Occasionally, I run into the scenario where a company does not hire my candidate because they are “too good.”  It just happened to me last week.  A client I have done business with in the past referred me to one of their sister companies.  The sister company needed a Controller.  I was flattered by the referral and, of course, wanted to do a good job for this potential new client.

After the search intake call, my Team and I went to work.
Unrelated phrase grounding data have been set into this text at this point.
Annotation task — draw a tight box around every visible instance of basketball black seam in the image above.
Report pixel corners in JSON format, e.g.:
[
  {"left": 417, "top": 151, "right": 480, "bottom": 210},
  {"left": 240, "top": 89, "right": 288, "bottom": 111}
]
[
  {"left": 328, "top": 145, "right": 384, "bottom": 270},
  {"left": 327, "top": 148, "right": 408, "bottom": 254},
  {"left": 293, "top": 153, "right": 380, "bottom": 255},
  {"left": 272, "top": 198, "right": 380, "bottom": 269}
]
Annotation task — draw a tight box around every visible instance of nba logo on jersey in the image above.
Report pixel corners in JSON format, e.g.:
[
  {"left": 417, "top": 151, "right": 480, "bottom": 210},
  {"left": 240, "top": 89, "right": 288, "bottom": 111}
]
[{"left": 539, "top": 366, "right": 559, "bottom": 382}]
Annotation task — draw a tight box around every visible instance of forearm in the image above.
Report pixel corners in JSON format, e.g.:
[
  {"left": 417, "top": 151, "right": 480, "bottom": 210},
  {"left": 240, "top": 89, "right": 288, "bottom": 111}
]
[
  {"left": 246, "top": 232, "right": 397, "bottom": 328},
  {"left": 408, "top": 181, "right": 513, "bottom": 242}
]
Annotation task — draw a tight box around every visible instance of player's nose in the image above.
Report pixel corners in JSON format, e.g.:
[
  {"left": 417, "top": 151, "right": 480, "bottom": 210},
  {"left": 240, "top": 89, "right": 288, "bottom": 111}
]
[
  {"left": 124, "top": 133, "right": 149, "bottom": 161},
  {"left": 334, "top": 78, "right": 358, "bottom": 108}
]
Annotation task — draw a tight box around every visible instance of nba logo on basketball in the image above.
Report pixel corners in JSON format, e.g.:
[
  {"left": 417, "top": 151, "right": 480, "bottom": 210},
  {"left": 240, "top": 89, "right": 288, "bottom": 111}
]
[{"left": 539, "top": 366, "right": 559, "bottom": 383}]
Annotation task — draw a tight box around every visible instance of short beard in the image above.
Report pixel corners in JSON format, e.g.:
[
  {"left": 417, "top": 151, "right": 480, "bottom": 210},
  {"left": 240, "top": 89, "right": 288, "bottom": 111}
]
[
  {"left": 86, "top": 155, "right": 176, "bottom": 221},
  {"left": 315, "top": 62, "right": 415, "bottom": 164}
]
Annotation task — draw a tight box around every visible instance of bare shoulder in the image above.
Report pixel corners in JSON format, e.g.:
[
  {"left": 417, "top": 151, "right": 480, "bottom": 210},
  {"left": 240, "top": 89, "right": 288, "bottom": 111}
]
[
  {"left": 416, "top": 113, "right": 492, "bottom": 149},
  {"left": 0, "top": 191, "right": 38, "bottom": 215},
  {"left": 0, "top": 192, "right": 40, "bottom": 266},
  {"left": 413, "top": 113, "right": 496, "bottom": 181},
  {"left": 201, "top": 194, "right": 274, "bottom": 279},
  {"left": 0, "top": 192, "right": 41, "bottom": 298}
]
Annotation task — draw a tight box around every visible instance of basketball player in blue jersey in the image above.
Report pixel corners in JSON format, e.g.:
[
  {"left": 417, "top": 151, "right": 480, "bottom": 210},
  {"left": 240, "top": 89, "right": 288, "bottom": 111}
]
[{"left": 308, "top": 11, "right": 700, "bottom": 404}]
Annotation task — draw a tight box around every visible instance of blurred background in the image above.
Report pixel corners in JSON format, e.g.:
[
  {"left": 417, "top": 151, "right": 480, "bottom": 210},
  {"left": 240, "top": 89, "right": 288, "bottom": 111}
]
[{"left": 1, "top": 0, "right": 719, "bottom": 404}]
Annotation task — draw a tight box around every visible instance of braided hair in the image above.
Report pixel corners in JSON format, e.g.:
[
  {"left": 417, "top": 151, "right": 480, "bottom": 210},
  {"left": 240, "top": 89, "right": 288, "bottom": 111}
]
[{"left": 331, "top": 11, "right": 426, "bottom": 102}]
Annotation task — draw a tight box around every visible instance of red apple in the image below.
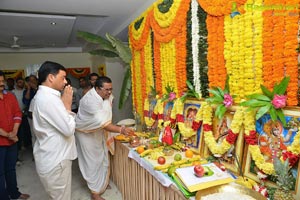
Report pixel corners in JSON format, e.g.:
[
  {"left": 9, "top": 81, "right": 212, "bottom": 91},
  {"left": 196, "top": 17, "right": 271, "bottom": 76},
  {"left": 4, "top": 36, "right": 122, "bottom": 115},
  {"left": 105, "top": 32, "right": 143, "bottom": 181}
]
[
  {"left": 194, "top": 164, "right": 205, "bottom": 177},
  {"left": 157, "top": 156, "right": 166, "bottom": 165}
]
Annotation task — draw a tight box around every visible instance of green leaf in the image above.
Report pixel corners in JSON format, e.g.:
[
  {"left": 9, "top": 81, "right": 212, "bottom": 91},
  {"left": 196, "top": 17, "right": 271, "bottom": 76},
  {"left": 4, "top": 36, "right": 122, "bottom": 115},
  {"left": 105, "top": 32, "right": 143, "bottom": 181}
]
[
  {"left": 273, "top": 76, "right": 290, "bottom": 95},
  {"left": 256, "top": 104, "right": 272, "bottom": 120},
  {"left": 77, "top": 31, "right": 115, "bottom": 51},
  {"left": 118, "top": 66, "right": 132, "bottom": 109},
  {"left": 224, "top": 75, "right": 230, "bottom": 94},
  {"left": 186, "top": 80, "right": 194, "bottom": 91},
  {"left": 215, "top": 104, "right": 226, "bottom": 119},
  {"left": 208, "top": 88, "right": 223, "bottom": 99},
  {"left": 240, "top": 99, "right": 270, "bottom": 107},
  {"left": 246, "top": 94, "right": 271, "bottom": 101},
  {"left": 106, "top": 33, "right": 132, "bottom": 64},
  {"left": 260, "top": 84, "right": 273, "bottom": 98},
  {"left": 269, "top": 107, "right": 277, "bottom": 121},
  {"left": 216, "top": 87, "right": 225, "bottom": 98},
  {"left": 89, "top": 49, "right": 119, "bottom": 57},
  {"left": 206, "top": 95, "right": 223, "bottom": 104},
  {"left": 276, "top": 109, "right": 287, "bottom": 126}
]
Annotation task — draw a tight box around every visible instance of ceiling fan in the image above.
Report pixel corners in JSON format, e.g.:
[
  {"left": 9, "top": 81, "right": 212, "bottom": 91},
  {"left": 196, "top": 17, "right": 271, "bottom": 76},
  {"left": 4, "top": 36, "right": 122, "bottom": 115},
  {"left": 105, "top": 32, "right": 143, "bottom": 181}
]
[{"left": 0, "top": 36, "right": 45, "bottom": 49}]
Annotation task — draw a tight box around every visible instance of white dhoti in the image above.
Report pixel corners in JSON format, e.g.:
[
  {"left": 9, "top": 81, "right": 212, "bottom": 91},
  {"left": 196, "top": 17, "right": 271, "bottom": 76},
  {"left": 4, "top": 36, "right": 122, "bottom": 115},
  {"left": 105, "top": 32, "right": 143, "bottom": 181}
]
[
  {"left": 75, "top": 88, "right": 113, "bottom": 194},
  {"left": 75, "top": 130, "right": 110, "bottom": 194}
]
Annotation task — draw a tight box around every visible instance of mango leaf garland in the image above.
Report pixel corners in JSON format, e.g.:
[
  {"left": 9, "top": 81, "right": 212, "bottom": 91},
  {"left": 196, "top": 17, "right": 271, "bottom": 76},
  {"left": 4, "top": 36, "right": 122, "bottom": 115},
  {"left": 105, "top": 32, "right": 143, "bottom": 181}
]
[{"left": 240, "top": 77, "right": 290, "bottom": 125}]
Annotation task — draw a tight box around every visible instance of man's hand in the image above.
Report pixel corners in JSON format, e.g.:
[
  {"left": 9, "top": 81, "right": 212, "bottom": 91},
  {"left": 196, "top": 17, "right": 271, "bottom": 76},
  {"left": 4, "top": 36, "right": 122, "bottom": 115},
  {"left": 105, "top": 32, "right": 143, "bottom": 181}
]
[{"left": 61, "top": 85, "right": 73, "bottom": 111}]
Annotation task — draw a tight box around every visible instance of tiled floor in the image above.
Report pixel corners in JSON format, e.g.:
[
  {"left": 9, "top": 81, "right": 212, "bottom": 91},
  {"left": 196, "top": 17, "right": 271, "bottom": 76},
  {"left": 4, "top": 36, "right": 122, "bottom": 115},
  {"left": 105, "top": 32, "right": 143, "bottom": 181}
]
[{"left": 16, "top": 148, "right": 122, "bottom": 200}]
We identified and presented three candidates in less than a week.  Two of the three were interviewed by my client.  Then the feedback came.

CLIENT: “We loved ________.”  As a matter of fact, she is the best candidate we’ve seen for this position.  But we can’t hire her.  She’s too good.”

ME: “Excuse me?”

CLIENT: “We couldn’t hire her.  She’s very talented.  If we hired her, it would completely demoralize the other staff, because they’d see that there was nowhere to go from their current job.  We’d lose people.”

This is 2018, folks.  It’s quite a statement from company leadership, isn’t it?  Are they admitting that they are intimidated by the notion of hiring an A-Player?  Is this really about the accounting staff, or leadership’s inability to step up and lead someone of this caliber?  And if it’s really about the accounting staff, would it really be all that bad if an A-Player created some turnover?

One of Indianapolis’ best CFOs, John Oblazney, views it like this: “I’ve heard finance leaders say – ‘We don’t need someone that good in this role’ – and I say, ARE YOU KIDDING ME? Any finance leader that says something like that needs to find something else to do.  A leader owes it to their company, their customers and their stakeholders to make room for these types of people.”

I couldn’t agree more.  Too good to hire?  Nonsense.